Tom Kristensen: «Fernando Alonso fährt in Le Mans»

Von Mathias Brunner
Formel 1

​Tom Kristensen ist «Mister Le Mans»: Neun Mal hat der Däne den Langstreckenklassiker gewonnen. Er ist überzeugt: «Fernando Alonso fährt in Le Mans.»

Im Fahrerlager des Circuit Gilles Villeneuve hat der Spanier Fernando Alonso festgehalten: «Für das nächste Jahr braucht ihr mich über meine Zukunft nichts zu fragen – ich werde erst im Sommer 2017 entscheiden, wie es mit meiner Karriere weitergeht. Macht die neue Generation von Rennwagen Spass, dann kann ich mir vorstellen, noch länger Grands Prix zu fahren.»

«Doch es gibt noch mehr, das mich reizen würde: Ich fände es auch ziemlich cool, beim 24-Stunden-Rennen von Le Mans und das Indy 500 zu gewinnen.»

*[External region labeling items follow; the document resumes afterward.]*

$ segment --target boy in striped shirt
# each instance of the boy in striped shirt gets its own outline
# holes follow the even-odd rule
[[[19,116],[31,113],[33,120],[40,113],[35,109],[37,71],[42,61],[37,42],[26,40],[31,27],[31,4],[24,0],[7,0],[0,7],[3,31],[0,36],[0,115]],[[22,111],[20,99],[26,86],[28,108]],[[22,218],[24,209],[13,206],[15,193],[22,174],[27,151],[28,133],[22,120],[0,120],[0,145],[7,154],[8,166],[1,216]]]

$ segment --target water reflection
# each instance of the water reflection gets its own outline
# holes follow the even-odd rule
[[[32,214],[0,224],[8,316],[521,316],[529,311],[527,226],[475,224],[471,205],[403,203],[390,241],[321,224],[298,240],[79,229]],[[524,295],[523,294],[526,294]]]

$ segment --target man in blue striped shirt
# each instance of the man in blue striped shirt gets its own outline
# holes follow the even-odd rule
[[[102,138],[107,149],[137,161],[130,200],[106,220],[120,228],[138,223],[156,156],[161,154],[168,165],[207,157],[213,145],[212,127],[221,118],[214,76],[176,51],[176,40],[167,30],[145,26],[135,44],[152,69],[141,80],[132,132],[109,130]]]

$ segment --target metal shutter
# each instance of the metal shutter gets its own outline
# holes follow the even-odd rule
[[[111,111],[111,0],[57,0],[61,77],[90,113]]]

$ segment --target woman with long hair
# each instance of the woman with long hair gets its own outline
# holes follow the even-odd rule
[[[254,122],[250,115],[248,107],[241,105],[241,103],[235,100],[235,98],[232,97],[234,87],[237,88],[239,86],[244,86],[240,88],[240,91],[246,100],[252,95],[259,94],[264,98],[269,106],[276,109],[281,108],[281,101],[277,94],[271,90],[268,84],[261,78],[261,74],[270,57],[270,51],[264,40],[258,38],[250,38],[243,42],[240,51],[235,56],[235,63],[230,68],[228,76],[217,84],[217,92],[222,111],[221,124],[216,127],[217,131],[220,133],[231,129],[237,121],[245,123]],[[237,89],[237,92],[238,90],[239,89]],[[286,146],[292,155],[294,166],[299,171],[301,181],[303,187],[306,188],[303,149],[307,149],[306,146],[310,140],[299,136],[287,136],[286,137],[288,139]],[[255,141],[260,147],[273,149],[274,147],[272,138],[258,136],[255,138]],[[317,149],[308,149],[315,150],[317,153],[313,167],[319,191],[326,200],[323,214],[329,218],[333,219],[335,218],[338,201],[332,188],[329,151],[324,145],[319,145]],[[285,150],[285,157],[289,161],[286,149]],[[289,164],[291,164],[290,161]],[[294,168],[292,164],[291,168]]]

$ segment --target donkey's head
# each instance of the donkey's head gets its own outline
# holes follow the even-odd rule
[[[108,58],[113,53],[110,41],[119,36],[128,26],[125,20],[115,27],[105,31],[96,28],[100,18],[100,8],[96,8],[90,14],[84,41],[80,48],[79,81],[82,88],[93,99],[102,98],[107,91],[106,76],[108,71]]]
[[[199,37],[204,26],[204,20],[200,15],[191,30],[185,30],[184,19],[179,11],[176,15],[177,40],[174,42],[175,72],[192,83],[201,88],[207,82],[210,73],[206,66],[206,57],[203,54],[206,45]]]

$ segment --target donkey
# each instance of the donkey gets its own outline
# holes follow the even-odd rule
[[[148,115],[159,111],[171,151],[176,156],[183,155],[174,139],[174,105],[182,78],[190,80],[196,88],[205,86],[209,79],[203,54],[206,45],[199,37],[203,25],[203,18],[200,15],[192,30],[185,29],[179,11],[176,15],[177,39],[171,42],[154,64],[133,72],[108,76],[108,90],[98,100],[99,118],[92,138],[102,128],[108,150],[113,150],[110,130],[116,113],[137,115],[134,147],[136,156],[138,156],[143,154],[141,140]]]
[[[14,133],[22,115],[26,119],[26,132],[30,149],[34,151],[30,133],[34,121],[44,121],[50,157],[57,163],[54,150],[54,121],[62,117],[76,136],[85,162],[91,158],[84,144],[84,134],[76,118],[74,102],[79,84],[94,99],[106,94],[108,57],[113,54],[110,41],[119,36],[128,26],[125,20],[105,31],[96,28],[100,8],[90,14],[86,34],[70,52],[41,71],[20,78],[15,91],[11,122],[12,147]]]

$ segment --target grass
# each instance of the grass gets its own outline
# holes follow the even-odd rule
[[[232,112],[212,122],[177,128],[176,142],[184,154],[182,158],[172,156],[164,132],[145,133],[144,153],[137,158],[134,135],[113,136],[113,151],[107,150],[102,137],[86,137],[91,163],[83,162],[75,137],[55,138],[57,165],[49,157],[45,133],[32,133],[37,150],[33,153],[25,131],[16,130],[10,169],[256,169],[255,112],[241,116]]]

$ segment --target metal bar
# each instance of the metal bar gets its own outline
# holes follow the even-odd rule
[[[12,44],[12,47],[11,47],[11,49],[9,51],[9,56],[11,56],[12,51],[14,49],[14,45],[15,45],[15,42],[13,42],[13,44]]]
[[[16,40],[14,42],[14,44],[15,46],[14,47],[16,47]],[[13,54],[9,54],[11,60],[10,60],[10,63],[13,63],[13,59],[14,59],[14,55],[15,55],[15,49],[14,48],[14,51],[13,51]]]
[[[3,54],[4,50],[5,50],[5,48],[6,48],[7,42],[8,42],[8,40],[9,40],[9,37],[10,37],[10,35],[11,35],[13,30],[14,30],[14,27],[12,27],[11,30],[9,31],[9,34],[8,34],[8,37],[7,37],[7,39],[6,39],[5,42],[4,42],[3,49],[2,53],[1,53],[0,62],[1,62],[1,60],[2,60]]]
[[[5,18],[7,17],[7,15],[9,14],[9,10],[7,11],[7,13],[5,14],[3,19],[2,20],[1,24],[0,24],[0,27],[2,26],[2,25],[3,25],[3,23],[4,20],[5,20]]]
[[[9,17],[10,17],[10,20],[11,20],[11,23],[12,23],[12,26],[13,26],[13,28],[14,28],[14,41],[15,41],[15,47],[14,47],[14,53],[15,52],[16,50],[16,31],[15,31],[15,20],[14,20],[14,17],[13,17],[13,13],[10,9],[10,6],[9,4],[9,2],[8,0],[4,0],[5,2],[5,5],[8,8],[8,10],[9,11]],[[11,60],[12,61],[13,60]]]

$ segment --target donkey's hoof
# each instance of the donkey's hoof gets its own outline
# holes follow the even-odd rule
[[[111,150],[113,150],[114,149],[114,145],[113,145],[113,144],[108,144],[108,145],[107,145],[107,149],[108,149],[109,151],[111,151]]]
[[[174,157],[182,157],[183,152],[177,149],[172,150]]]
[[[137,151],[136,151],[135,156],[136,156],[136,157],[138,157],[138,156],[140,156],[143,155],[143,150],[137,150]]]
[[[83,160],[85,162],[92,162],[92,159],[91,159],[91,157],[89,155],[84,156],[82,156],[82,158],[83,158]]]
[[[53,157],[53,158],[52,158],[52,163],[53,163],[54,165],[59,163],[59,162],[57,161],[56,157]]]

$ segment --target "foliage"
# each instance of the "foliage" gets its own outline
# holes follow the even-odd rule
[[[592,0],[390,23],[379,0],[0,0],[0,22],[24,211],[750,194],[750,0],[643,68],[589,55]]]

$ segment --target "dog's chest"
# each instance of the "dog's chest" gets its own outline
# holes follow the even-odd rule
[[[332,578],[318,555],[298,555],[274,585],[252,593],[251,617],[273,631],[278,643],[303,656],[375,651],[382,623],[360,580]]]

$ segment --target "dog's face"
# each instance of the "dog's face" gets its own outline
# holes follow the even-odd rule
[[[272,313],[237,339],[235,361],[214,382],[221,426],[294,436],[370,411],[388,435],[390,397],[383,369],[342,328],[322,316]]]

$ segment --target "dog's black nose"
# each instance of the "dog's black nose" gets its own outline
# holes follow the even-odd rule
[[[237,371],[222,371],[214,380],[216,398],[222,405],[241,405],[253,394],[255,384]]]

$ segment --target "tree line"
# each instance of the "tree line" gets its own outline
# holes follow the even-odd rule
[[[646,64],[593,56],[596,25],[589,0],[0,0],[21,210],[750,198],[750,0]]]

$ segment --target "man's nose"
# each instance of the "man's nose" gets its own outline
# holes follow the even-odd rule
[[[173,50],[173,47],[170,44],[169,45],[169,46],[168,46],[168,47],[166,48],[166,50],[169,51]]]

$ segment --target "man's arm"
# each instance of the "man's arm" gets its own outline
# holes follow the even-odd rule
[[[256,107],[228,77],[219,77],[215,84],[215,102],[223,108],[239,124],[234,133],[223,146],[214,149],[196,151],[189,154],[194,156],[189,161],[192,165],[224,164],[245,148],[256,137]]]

Zur Erinnerung: Das hat bislang erst einer geschafft – der Engländer Graham Hill. Der Formel-1-Champion der Jahre 1962 und 1968 triumphierte 1966 beim berühmtesten Autorennen der USA, 1972 holte er sich zusammen mit Henri Pescarolo auf einem Matra-Simca MS670 den Triumph beim Langstreckenklassiker in Frankreich.

Alonso weiter: «Mir ist klar, dass gerade ein Erfolg in den USA eine gewaltige Aufgabe wäre, denn ich habe null Erfahrung mit dem Ovalsport. Sagen wir also – Le Mans ist realistischer. Wenn ein Pilot älter wird, dann reizen ihn eben die grossen Herausforderungen und die grossen Autorennen.»

Der Däne Tom Kristensen ist «Mister Le Mans» – neun Mal hat er den Langstreckenklassiker in der Sarthe gewinnen können. Er sagt gegenüber der spanischen Confidential: «Ich habe erlebt, welche Leidenschaft Alonso für das Rennen zeigt. Ich habe mich mit einigen Leuten unterhalten, darunter auch mit Mark Webber. Ich glaube fest daran, dass Alonso in Le Mans antreten wird.»

Die Frage ist nur: Wann?

Es hat nicht viel gefehlt zu einem sensationellen Porsche-Deal von Fernando Alonso. Nach unseren Informationen stand der Asturier während der Saison 2014 öfters in Kontakt mit seinem Kumpel Mark Webber, der ihm offenbar einen Le-Mans-Einsatz schmackhaft gemacht machte. Alonso zog Le Mans mit Porsche immer mehr in Betracht – und sah sich eine Woche vor seinem Ferrari-Abschied in Abu Dhabi Mitte November 2014, die WEC-Szene in Bahrain ein wenig genauer an.

Alonso schaffte es im Winter 2014/2015 sogar, McLaren-Mitbesitzer Ron Dennis zu überreden. Dennis hätte dem Einsatz Fernandos in Spa-Francorchamps und in Le Mans zugestimmt, sickerte aus Porsche-Kreisen durch, doch Honda legte sich quer.
Das entspricht also exakt jenem Programm, das dann Nico Hülkenberg fuhr – und 2015 bei seiner Premiere in Le Mans sensationell gewinnen konnte.

Le Mans kollidiert mit dem ersten Grand Prix in Baku (Aserbaidschan) vom kommenden Wochenende (18./19. Juni).